By the numbers, the BMW S1000RR’s current generation, which began production in 2015, all but locked out the competition in Britain’s highest echelon dealer-ready proving ground for motorcycles – the Pirelli National Superstock 1000 series.
The Munich Missile took 10 of 12 race wins (83%), with only Honda Fireblade juggernaut Keith Farmer besting the thundering Luftwaffe.
Judging by the racers in that class, however, and the age of the current-generation Fireblade, that’s not much of a claim.
Here’s what’s a bit more substantial – BMWs had 83% pole position prowess, 78% of the rostrum spots available, 92% of the fastest laps, 73% of the top 5’s, and 64% of the top 10 spots this season.
Kawasaki ZX10R racers were fed up with the S1000RR’s, so much so that 5 of the 15 riders who signed on in 2016 to bleed green for a full campaign switched to BMW power by the end of the season.
Left and right, Ninjas went up on eBay… rumours filling the paddock of throttle control issues with a new fly-by-wire system that was introduced for 2016, which seemed to be confirmed by the blue-riband teams who complained of such issues throughout the year.

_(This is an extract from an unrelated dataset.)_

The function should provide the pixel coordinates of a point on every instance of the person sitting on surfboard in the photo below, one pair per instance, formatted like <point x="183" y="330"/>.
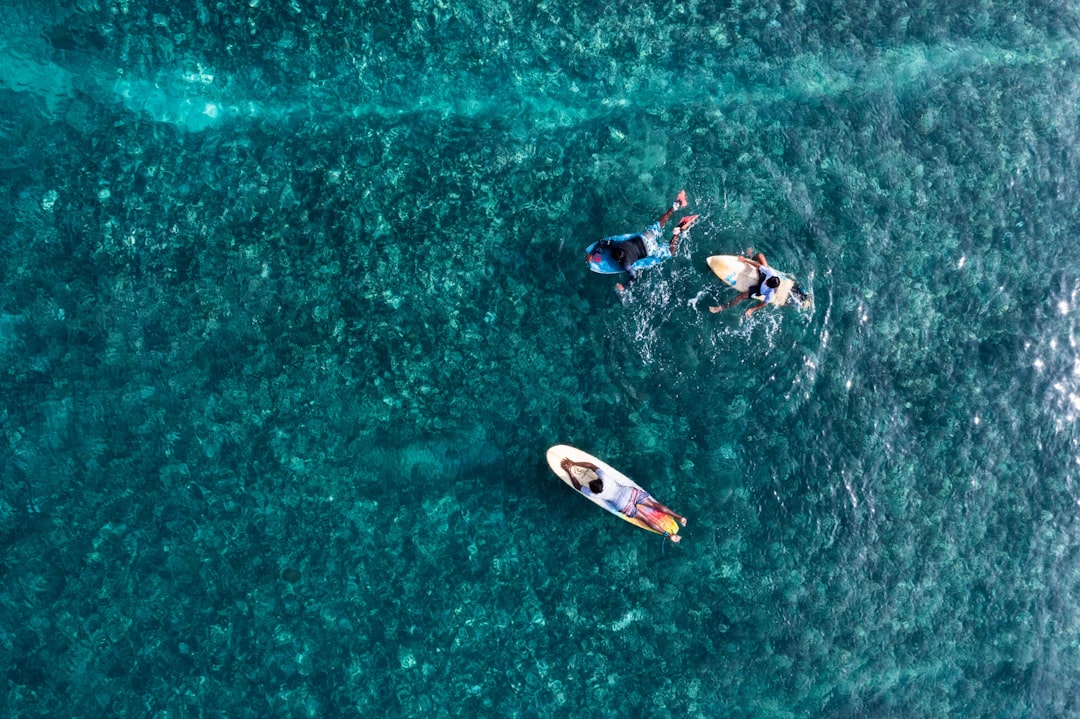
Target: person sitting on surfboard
<point x="764" y="290"/>
<point x="629" y="500"/>
<point x="629" y="248"/>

Perhaps right-handed regulation was the issue, perhaps not – it certainly seemed extremely hard work for the class’s fastest Jap rider, Fraser Rogers, who fought a sea of blue and white roundels week in and week out to make his way twice to a rostrum finish.
So yes, the BMW was most certainly the bike-to-have at the National Superstock level, but what about clubs?
In Thundersport GB GP1, BMW took 27% race wins, Aprilia 8%, and Kawasaki 65%… all but one of those Kwak wins coming on the 2011-2015 bike.
BEMSEE Powerbikes tell a slightly different story – BMW had 16% wins, Kawasaki 22%, and Yamaha a whopping 63% – didn’t expect that, did you?
NG’s Powerbikes seem to follow the trend of BSB, with BMW dominating the 25-point scoring at 64%, Kawasaki at 14%, and Yamaha at 21%.
If you combine these statistics, however, you find something quite fascinating…
Between the three clubs above, BMW, Kawasaki, and Yamaha split wins at 31%, 36%, and 33% respectively.
What that says is as fast as club racing may be across Britain, you can just about win on anything, including the Fireblade and GSXR1000, which both took a number of victories across various other organisations.
So on the whole, did BMW dominate at the fastest showroom level of racing in the country this year? Beyond a shadow of a doubt… it doesn’t take half an eye to see that.
But clubs are still ruled by any and every marque, and I think you’ll agree that it’s going to remain that way for a long time to come.